A database can also be used to track the success of a company's long-term partnerships with other companies, suppliers, and distributors. Executives can use this information to determine which relationships are beneficial for the company, which should be developed further, and which might need reconsidering.

The ability to track the company's development in accordance with its developed partnerships lets executives know where the company is headed and how to take advantage of its current position best.
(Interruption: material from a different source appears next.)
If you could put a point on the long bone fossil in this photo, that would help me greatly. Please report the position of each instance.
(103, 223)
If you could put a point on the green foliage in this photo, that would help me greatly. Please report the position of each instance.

Take, for example, the professional relationships maintained by the previous SMRT Chairman known as Fock Siew Wah, with some of Singapore's most influential people in government and business. These connections have been instrumental in helping the company navigate through Singapore's complex regulatory environment, as well as form beneficial partnerships with other local and overseas companies.

Partnerships also don't just refer to strictly business relationships. For example, the company might have associations with charities and nonprofit organizations that help it maintains its image as a good citizen of the community. The database can also track these types of relationships, allowing executives to determine their impact on the bottom line.

Final Thoughts

A company's humble beginnings and history majorly affect how it approaches the future. This is because it shapes the culture and values of an organization and informs how people think about what's possible. In this sense, history can guide how companies should respond to changes in their environment.

But it's also important for leaders to understand that the past is not a perfect predictor of the future. Instead, they should use their knowledge of history as a tool for strategic thinking and problem-solving. Using historical precedents as reference points, companies can make better decisions about responding to challenges—and even anticipate them before they occur.